La frontiera è a forma di saetta e scende giù fino a quella bassa, che si trova sul lungomare tra Ventimiglia e Mentone, primo comune francese. «Qua si è suicidato un ragazzo africano. Era stato respinto per la quarta volta», ricorda il docente passando accanto a una rete di protezione sul ciglio della strada, proprio sul confine. Dal sentiero che conduce fino al Passo della Morte si vede l’autostrada che corre veloce verso la Francia. «Milet, dall’Eritrea, aveva solo 17 anni quando una notte, sul viadotto autostradale, viene travolta da un tir sotto agli occhi del fratello e dei cugini. Avevano quasi superato il confine», ricorda Barnabà. Dal 2015 ad oggi, questa frontiera ha ucciso almeno 37 persone. A pochi metri dal confine c’è il sentiero degli stracci.

«Le persone si alleggeriscono e si cambiano i vestiti. Vogliono essere meno riconoscibili una volta entrate in Francia», dice lo scrittore. «I passeur approfittano dei migranti; soprattutto delle famiglie, che pagano molti soldi pur di evitare i pericoli della montagna. In questi anni sono sparite tante donne sole coi figli», racconta Filippo, che insieme alla moglie Loredana abita sul confine italo- francese. «Da quando non esiste campo Roja, a casa nostra abbiamo accolto circa 300 persone», dice Loredana preparando il caffè. «Lei ha 15 anni ed è eritrea. È sola», dichiara Loredana facendo cenno a una ragazza che dorme su un lettino in fondo alla sala da pranzo. «Il governo italiano ci racconta un’invasione ma l’Italia accoglie solo il 5% dei migranti.
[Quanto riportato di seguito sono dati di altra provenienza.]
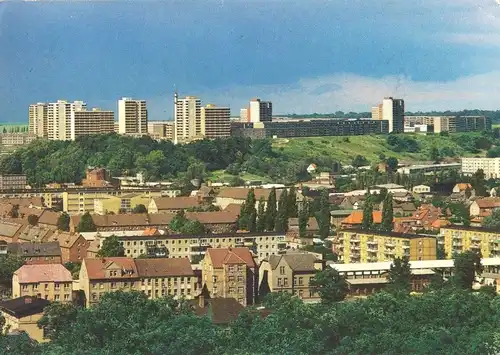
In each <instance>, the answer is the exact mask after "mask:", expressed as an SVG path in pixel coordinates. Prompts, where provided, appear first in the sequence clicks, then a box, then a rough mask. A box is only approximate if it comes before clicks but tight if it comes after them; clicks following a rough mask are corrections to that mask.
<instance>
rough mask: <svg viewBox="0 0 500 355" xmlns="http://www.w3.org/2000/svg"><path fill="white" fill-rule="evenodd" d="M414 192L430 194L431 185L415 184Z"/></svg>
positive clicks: (413, 192) (430, 190)
mask: <svg viewBox="0 0 500 355" xmlns="http://www.w3.org/2000/svg"><path fill="white" fill-rule="evenodd" d="M412 191H413V193H416V194H421V195H422V194H428V193H430V192H431V187H430V186H427V185H417V186H413V189H412Z"/></svg>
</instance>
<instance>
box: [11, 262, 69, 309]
mask: <svg viewBox="0 0 500 355" xmlns="http://www.w3.org/2000/svg"><path fill="white" fill-rule="evenodd" d="M72 293H73V278H72V277H71V273H70V272H69V271H68V270H67V269H66V268H65V267H64V266H63V265H62V264H38V265H23V266H21V267H20V268H19V269H17V270H16V271H15V272H14V275H13V276H12V298H18V297H24V296H33V297H39V298H43V299H46V300H49V301H57V302H63V303H66V302H72V301H73V297H72V296H73V295H72Z"/></svg>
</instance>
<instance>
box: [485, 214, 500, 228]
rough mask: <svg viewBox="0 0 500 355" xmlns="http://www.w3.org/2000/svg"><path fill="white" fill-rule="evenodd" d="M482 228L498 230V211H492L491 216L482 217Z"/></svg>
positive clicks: (499, 216) (499, 217)
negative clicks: (482, 218) (482, 227)
mask: <svg viewBox="0 0 500 355" xmlns="http://www.w3.org/2000/svg"><path fill="white" fill-rule="evenodd" d="M483 227H484V228H491V229H494V230H500V209H496V210H494V211H493V212H492V214H491V216H487V217H484V219H483Z"/></svg>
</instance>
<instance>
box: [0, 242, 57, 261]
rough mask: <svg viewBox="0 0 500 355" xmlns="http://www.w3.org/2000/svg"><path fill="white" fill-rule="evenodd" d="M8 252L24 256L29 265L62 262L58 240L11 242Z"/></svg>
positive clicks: (16, 254) (7, 249) (8, 252)
mask: <svg viewBox="0 0 500 355" xmlns="http://www.w3.org/2000/svg"><path fill="white" fill-rule="evenodd" d="M7 253H10V254H14V255H17V256H20V257H23V258H24V260H25V261H26V264H28V265H39V264H61V263H62V257H61V248H60V246H59V243H58V242H47V243H41V242H36V243H28V242H27V243H11V244H9V245H8V247H7Z"/></svg>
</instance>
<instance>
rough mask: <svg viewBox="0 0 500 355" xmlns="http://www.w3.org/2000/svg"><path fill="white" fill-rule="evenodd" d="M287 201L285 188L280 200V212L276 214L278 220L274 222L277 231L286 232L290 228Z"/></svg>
mask: <svg viewBox="0 0 500 355" xmlns="http://www.w3.org/2000/svg"><path fill="white" fill-rule="evenodd" d="M287 202H288V196H287V192H286V190H283V191H282V192H281V195H280V199H279V202H278V213H277V214H276V222H275V224H274V230H275V231H276V232H286V231H287V230H288V214H287V212H288V209H287Z"/></svg>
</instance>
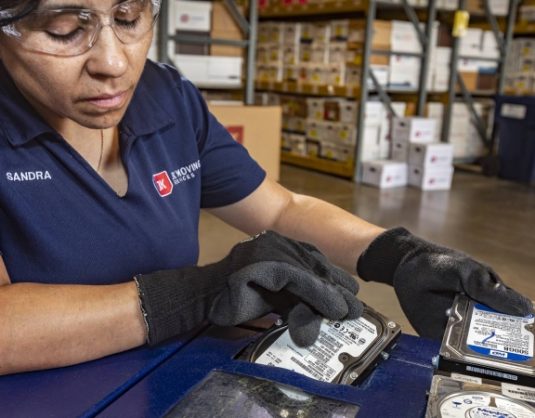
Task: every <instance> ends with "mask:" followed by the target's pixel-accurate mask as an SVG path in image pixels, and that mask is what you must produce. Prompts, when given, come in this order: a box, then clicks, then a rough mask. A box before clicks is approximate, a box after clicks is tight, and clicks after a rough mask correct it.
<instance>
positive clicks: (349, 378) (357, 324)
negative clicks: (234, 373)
mask: <svg viewBox="0 0 535 418" xmlns="http://www.w3.org/2000/svg"><path fill="white" fill-rule="evenodd" d="M400 333H401V329H400V327H399V325H398V324H396V323H395V322H393V321H390V320H388V319H387V318H385V317H384V316H383V315H381V314H380V313H378V312H376V311H374V310H373V309H372V308H370V307H368V306H365V308H364V312H363V314H362V316H361V317H360V318H358V319H355V320H346V321H331V320H326V319H325V320H323V322H322V324H321V329H320V335H319V337H318V339H317V340H316V342H315V343H314V344H313V345H311V346H310V347H305V348H302V347H299V346H297V345H296V344H295V343H294V342H293V341H292V340H291V338H290V334H289V331H288V326H287V324H284V323H282V322H281V323H280V324H276V325H275V326H274V327H273V328H271V329H270V330H268V331H267V332H266V333H265V334H264V335H263V336H262V337H261V338H260V339H259V340H258V341H257V342H256V343H255V344H254V345H253V347H252V348H251V349H250V350H249V351H248V353H247V354H246V356H247V359H248V360H249V361H251V362H254V363H258V364H265V365H270V366H276V367H282V368H285V369H289V370H293V371H295V372H298V373H301V374H303V375H305V376H308V377H311V378H314V379H317V380H320V381H323V382H331V383H339V384H354V383H357V382H358V381H360V380H361V379H362V377H363V376H364V375H365V374H366V372H367V371H369V370H370V369H371V368H373V366H374V365H376V364H377V363H378V362H379V361H380V360H381V359H385V358H387V357H388V354H387V352H386V350H387V349H389V348H391V347H392V345H393V343H394V341H395V339H396V337H398V336H399V334H400Z"/></svg>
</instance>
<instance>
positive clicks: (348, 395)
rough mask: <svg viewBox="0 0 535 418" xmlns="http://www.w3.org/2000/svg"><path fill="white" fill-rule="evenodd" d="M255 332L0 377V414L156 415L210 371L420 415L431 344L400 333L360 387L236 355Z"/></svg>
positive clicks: (367, 410)
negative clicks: (257, 361) (254, 376)
mask: <svg viewBox="0 0 535 418" xmlns="http://www.w3.org/2000/svg"><path fill="white" fill-rule="evenodd" d="M260 328H262V327H260ZM257 337H258V331H257V330H255V329H254V328H252V329H251V328H216V327H210V328H204V329H203V330H202V332H200V333H199V330H197V332H195V333H192V334H190V335H188V336H185V337H182V338H180V339H177V340H173V341H171V342H168V343H166V344H163V345H160V346H158V347H155V348H149V347H141V348H139V349H135V350H131V351H128V352H125V353H120V354H116V355H113V356H109V357H106V358H103V359H100V360H96V361H92V362H88V363H84V364H80V365H77V366H72V367H65V368H61V369H54V370H47V371H41V372H32V373H20V374H16V375H11V376H4V377H0V416H2V417H3V416H6V417H14V418H16V417H76V416H83V417H90V416H99V417H144V418H146V417H160V416H162V415H164V414H165V413H166V412H167V411H169V410H170V409H171V408H172V407H173V406H174V405H175V404H176V403H177V402H179V401H180V399H182V398H183V397H184V395H185V394H187V393H188V391H189V390H191V389H192V388H193V387H194V386H195V385H197V384H198V383H199V382H200V381H202V380H203V379H204V378H205V377H206V376H207V375H208V374H209V373H210V371H212V370H222V371H226V372H230V373H236V374H241V375H247V376H256V377H260V378H265V379H269V380H272V381H274V382H278V383H282V384H287V385H291V386H296V387H299V388H301V389H302V390H305V391H307V392H309V393H313V394H317V395H321V396H325V397H329V398H332V399H336V400H341V401H345V402H348V403H353V404H356V405H358V406H359V407H360V410H359V413H358V418H366V417H370V418H371V417H378V416H382V417H396V418H402V417H410V418H414V417H422V416H423V415H424V412H425V406H426V391H427V390H428V389H429V387H430V383H431V377H432V373H433V367H432V365H431V358H432V357H433V356H434V355H436V354H437V353H438V349H439V345H440V344H439V342H437V341H430V340H426V339H422V338H417V337H412V336H408V335H402V336H401V337H400V338H399V339H398V342H397V344H396V346H395V347H394V349H393V350H392V351H391V355H390V358H389V359H388V360H386V361H383V362H381V363H380V364H379V366H378V367H376V368H375V370H374V371H373V372H372V373H371V374H370V375H369V376H368V377H367V378H366V379H365V380H364V381H363V382H362V383H361V384H360V385H358V386H346V385H334V384H328V383H322V382H318V381H316V380H313V379H310V378H307V377H305V376H302V375H299V374H297V373H294V372H291V371H289V370H284V369H280V368H274V367H267V366H262V365H256V364H251V363H248V362H245V361H242V360H236V359H235V357H236V356H237V355H238V354H239V353H240V352H241V351H242V350H243V349H244V348H245V347H247V346H248V345H249V343H251V342H252V341H254V340H255V339H256V338H257Z"/></svg>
Come si fa a girarsi dall’altra parte?», si domanda Loredana. Alla Caritas è orario di ambulatorio. Giulia Berberi, dottoressa e capoprogetto di Medici del Mondo, sistema degli analgesici in un armadietto. «C’è un’alta percentuale di traumi psicologici che i migranti si portano dai Paesi di origine o sviluppano in viaggio, che le condizioni di vita qui amplificano. Specie dopo i respingimenti, le persone mostrano richiami di attenzione e di aiuto», dice Berberi. «Senza un campo mancano condizioni dignitose per le persone, che spesso non riusciamo a ritrovare neanche per le visite prenotate. La riapertura del campo è necessaria sotto ogni aspetto, anche sanitario. Ci piacerebbe lavorare in modo decoroso, ma da anni operiamo solo in emergenza», conclude.

Su Ventimiglia è scesa la sera. Davanti alla stazione ferroviaria, una bambina di circa due anni, stretta in un giubbino fucsia, trascina un trolley rosa fra le persone e segue la madre che porta con sé una pesante valigia. E sugli invisibili di Ventimiglia, cala di nuovo la notte.